What’s “Atzeret”?
Anglo-Jewry rarely used the Hebrew name for anything.
Pesach was Passover, Shavu’ot was Pentecost, Rosh HaShanah was New Year, Yom Kippur was The Day of Atonement, Sukkot was Tabernacles… and Sh’mini Atzeret was The Eighth Day of Solemn Assembly.
This latter name sounded highly impressive, but no-one really knew what it meant.
They could have looked up the Chumash and they would have found the combination of the words sh’mini and atzeret (Num. 29:35; cf. Lev. 23:36) but the two words are not a complete phrase (“sh’mini atzeret”) but part of a sentence, “On the 8th day you shall have an atzeret”.

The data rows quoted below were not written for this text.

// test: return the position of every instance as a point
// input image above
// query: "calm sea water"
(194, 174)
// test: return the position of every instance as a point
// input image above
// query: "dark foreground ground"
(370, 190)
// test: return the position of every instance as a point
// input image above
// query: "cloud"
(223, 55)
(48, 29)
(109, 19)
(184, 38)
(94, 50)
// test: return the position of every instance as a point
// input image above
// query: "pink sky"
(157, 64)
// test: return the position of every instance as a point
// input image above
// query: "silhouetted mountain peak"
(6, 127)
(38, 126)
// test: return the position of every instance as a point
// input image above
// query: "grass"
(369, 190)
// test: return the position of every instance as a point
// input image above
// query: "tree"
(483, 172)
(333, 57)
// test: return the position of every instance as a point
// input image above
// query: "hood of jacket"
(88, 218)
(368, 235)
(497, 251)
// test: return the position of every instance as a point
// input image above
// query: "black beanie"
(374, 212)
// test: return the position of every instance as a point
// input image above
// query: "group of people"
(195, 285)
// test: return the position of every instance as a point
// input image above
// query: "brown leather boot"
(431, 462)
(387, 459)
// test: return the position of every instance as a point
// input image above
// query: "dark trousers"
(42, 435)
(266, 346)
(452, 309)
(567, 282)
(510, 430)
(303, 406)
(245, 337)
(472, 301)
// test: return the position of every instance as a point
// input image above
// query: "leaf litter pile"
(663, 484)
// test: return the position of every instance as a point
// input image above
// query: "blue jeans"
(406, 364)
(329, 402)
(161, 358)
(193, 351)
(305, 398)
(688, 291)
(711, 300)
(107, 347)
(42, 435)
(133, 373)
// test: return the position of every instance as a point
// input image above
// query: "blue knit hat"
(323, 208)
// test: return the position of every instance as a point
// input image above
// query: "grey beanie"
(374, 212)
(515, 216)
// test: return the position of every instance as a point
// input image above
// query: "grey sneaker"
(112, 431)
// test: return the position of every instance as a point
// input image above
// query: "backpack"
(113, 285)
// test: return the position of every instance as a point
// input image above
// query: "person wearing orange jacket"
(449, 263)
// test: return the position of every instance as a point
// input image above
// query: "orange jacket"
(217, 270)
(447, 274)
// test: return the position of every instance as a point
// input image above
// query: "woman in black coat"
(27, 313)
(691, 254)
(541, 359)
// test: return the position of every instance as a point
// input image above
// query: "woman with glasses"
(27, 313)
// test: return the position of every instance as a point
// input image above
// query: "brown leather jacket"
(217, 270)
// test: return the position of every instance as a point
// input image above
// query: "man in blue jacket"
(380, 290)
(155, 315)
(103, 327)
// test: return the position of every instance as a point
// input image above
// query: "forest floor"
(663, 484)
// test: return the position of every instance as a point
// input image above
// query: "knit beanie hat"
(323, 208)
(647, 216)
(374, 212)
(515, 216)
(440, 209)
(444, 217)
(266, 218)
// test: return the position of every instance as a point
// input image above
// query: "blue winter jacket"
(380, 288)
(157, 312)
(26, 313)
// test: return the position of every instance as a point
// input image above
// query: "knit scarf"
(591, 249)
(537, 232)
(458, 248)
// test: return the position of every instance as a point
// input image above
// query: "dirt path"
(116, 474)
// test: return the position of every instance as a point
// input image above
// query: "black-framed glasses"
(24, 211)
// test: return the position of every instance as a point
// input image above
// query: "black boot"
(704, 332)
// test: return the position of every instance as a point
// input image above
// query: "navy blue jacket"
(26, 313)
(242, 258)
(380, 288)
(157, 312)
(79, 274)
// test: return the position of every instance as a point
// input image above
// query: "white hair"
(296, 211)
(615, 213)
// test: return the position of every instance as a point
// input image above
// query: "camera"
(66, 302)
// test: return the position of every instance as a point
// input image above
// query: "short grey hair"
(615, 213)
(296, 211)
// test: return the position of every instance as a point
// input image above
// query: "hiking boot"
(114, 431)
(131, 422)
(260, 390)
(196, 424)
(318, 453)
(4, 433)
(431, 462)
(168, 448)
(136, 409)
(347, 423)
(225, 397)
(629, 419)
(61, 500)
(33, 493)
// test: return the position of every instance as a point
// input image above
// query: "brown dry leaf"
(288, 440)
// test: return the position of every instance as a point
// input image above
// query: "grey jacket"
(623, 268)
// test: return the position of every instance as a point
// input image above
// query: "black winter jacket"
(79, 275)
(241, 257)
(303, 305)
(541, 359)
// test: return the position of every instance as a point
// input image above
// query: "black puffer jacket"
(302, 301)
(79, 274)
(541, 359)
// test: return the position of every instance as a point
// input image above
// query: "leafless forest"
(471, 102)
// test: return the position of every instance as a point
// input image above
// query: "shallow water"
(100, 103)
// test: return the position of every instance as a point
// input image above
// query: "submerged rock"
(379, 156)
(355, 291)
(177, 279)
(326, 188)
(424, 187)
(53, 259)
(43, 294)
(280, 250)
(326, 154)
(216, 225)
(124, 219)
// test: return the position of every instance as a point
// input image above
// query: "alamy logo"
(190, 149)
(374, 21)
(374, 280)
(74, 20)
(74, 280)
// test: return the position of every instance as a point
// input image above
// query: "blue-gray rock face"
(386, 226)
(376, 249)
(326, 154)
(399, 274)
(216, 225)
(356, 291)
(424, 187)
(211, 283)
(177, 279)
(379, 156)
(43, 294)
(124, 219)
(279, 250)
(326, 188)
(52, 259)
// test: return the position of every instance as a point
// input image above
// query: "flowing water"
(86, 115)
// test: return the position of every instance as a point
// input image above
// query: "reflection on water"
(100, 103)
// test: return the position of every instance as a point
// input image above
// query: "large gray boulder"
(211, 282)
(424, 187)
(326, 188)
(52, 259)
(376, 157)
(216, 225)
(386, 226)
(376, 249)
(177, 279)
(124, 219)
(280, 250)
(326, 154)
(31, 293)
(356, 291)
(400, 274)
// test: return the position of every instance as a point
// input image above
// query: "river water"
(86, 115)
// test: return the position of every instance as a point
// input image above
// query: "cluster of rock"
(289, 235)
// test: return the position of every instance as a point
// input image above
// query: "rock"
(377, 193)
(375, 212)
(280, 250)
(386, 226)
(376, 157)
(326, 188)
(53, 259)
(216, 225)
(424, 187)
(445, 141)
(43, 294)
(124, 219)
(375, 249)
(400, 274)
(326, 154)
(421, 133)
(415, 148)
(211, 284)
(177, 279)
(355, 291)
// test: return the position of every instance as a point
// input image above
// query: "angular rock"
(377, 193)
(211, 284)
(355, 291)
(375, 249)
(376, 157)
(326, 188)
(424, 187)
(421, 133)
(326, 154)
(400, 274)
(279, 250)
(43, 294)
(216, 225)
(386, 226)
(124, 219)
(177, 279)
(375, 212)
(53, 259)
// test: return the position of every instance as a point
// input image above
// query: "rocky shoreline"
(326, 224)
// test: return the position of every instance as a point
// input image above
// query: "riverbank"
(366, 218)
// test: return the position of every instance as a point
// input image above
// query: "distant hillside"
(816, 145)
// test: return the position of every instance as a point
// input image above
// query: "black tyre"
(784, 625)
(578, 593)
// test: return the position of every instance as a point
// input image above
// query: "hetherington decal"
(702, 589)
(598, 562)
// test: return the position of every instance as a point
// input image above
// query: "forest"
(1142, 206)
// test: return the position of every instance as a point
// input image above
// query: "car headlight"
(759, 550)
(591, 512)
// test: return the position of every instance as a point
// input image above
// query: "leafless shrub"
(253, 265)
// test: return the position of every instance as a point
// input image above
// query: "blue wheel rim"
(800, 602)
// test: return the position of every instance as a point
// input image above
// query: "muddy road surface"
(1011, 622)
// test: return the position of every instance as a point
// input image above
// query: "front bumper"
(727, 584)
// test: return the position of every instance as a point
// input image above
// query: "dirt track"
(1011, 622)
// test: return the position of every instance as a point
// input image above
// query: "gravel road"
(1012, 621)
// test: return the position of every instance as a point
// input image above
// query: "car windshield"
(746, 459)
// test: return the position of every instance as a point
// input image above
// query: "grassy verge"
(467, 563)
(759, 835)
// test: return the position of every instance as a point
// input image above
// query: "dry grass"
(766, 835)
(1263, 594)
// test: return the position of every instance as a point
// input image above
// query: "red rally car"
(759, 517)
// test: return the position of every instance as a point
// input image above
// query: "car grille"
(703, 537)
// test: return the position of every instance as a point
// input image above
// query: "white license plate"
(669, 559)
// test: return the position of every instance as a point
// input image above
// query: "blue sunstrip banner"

The root of the word is ayin-tzadde-resh, which means to stop or close.
It is used in relation to Shavu’ot which is the atzeret, the closing festival of Pesach, occurring after seven weeks of the Omer. By analogy, Sh’mini Atzeret is the closing festival of Sukkot.
In theory it should have been seven weeks after the beginning of Sukkot, but that would have been well into the winter season when a pilgrimage to Jerusalem would have been difficult.
To make life easier for the Israelites, says the Midrash, God moved the closing festival and made it right at the end of the Sukkot celebrations.